I’m nervous. I’m scared. I have no idea what I’m going to say or how to start or what I’m hoping will happen here. He asks how I’m feeling or how I’ve been or what seems to be happening or something and I tell him that I love Allegheny. That my classes are interesting. That I’m glad I pledged a fraternity. I tell him about my visit to Allegheny last year and how I fell in love with the campus and applied for early decision. And then, I’m not sure how it happens, I’m telling him about Whitney and how poor we were. The company house. No hot water. A coal stove in the kitchen. Outside toilet. Why am I telling him this? And sleeping in the same room with Jane and in the same bed with John and how he hated me and how I had to sleep against the wall to avoid touching him at night so he wouldn’t hit me. I think I’m surprised to hear myself say that in Whitney and in Lawson Heights I never felt that boys liked me, that I was always better friends with the girls and that made the boys like me even less. And I start to cry and I tell him about my father and I say that I think I can never be liked because I can never be known.
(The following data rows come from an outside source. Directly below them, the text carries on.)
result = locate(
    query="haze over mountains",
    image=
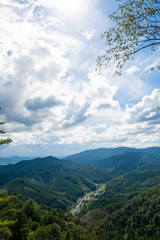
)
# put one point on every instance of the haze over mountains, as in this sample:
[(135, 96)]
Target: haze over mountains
[(59, 182)]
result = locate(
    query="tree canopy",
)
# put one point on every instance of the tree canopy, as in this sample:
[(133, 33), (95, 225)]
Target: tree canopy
[(6, 140), (137, 27)]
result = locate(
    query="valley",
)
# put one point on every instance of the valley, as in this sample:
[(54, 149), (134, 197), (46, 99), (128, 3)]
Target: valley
[(89, 197), (118, 200)]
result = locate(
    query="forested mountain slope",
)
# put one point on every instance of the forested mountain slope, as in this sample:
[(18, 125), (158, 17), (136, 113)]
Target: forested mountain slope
[(89, 156)]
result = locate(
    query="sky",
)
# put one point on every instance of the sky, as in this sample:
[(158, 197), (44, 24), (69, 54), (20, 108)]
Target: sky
[(51, 99)]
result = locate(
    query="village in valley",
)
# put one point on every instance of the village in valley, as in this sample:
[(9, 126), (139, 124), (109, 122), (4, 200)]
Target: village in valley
[(89, 197)]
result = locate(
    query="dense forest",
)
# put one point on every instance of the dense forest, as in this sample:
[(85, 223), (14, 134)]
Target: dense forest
[(37, 196)]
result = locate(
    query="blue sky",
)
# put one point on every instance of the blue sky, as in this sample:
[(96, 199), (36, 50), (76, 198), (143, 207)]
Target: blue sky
[(51, 100)]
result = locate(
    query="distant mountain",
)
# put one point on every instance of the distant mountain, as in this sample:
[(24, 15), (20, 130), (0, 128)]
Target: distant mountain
[(13, 159), (50, 188), (89, 156), (65, 167), (55, 182), (127, 158)]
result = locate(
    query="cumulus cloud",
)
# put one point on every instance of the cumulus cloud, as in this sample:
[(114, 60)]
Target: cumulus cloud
[(146, 110), (89, 35), (132, 70), (37, 103), (47, 99)]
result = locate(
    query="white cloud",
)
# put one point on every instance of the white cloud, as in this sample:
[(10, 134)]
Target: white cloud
[(89, 35), (132, 70)]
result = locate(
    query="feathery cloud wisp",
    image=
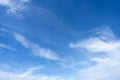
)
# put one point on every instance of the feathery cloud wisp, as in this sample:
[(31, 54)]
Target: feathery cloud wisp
[(14, 6)]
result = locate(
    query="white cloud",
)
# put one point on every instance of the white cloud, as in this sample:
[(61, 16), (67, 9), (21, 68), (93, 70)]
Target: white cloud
[(7, 47), (14, 6), (107, 68), (31, 76), (36, 49)]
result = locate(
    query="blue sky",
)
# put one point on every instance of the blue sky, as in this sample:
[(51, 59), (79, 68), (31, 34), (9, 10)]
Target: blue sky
[(59, 40)]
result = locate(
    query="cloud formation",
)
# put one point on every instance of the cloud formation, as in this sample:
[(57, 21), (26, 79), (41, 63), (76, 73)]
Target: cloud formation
[(28, 75), (107, 68), (14, 7), (6, 47), (36, 49)]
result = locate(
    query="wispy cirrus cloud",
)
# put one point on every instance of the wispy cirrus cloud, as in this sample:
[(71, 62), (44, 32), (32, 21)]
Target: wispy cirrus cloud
[(14, 7), (107, 68), (36, 49), (6, 47), (28, 75)]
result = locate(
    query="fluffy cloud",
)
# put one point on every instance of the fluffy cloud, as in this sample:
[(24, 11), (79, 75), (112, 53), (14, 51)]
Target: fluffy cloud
[(107, 68), (14, 6), (36, 49)]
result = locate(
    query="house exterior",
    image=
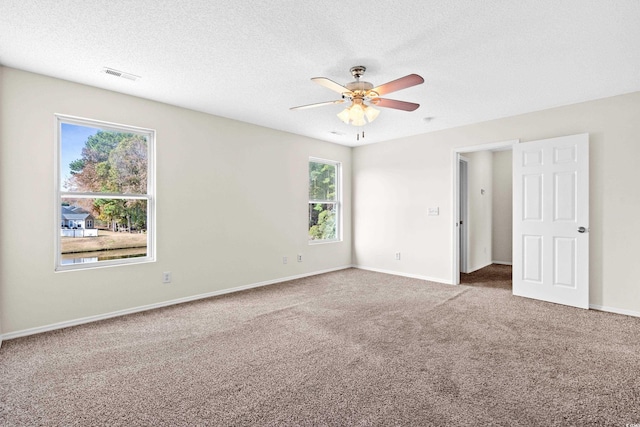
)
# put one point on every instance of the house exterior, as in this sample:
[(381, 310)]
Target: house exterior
[(76, 222)]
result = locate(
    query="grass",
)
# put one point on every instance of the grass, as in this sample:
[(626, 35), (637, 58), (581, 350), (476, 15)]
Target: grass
[(106, 240)]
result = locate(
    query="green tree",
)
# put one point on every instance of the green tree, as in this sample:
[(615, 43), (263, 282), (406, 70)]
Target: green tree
[(113, 162), (322, 188)]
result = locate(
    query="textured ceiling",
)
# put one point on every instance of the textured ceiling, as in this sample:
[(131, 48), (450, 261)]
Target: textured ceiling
[(252, 60)]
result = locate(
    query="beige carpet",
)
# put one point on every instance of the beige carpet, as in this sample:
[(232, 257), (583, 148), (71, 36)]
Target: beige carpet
[(346, 348)]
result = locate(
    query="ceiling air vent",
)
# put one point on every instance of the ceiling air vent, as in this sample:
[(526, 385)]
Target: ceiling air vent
[(120, 74)]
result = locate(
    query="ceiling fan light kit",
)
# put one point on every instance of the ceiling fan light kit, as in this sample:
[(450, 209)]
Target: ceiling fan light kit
[(363, 95)]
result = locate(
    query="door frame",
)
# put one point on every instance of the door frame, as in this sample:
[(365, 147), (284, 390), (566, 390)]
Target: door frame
[(463, 206), (455, 211)]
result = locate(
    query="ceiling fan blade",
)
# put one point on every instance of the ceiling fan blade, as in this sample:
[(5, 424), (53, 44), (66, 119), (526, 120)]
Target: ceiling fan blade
[(319, 104), (401, 83), (330, 84), (392, 103)]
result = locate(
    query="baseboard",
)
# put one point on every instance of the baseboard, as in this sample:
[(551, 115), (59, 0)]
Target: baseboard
[(615, 310), (398, 273), (118, 313)]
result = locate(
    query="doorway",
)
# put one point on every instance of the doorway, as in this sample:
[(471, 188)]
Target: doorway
[(463, 206), (472, 238)]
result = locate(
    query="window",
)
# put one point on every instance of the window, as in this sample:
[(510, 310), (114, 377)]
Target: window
[(105, 194), (324, 201)]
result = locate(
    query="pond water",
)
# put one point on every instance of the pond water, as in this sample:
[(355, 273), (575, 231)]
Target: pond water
[(87, 257)]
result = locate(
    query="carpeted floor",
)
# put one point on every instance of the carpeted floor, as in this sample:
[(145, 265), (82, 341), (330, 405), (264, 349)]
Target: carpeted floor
[(351, 347)]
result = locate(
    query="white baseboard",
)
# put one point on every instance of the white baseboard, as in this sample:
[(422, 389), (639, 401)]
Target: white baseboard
[(89, 319), (398, 273), (615, 310)]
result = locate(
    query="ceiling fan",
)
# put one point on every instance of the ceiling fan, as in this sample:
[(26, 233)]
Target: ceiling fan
[(363, 96)]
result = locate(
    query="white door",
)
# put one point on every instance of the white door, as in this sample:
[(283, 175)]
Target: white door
[(551, 220)]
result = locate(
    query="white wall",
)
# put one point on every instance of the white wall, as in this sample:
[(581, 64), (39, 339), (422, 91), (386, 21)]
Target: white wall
[(395, 182), (502, 199), (248, 183), (480, 193)]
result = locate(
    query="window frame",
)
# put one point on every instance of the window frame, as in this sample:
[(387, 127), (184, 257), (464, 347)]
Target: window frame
[(337, 202), (59, 194)]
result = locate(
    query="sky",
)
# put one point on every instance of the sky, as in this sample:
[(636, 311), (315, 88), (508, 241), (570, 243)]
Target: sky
[(73, 139)]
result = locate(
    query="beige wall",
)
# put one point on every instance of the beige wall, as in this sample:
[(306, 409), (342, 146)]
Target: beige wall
[(480, 193), (247, 183), (395, 182), (502, 200)]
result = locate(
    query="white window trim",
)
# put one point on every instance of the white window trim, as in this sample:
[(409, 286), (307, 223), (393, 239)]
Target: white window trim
[(150, 134), (337, 201)]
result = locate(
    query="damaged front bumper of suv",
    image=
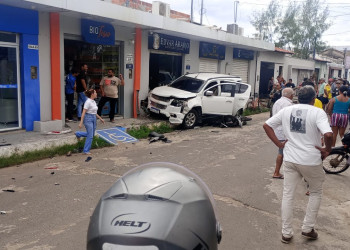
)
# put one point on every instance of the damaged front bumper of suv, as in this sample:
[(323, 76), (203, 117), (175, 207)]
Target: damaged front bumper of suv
[(173, 108)]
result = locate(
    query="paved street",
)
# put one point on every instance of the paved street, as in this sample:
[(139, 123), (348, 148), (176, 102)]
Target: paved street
[(236, 164)]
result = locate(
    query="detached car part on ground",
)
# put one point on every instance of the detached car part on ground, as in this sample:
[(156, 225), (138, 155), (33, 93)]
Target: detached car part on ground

That I can never be wholly part of a group no matter how much the group thinks I am. Like the fraternity. I can’t bring my whole self to my fraternity. And I’ve never really liked anyone completely because I’ve never felt that I could be liked completely. But lately that’s changed. I find myself liking someone so much that I think it’s becoming a problem and I’m afraid of what it might be leading to.
I’m talking quietly, but I’m crying and my guts hurt.
Dr. Whorting asks his secretary to give me a couple of personality tests. Or attitude tests. Or aptitude. I don’t know, I’m hearing it all through tears and throbbing temples and anguished, choking breaths.
The Crazy One in the Car is a work of fiction. Names, characters, paces, and incidents are the product of the author’s imagination or are used fictitiously. Any resemblance to actual events, locales, or persons, living or dead, is entirely co-incidental.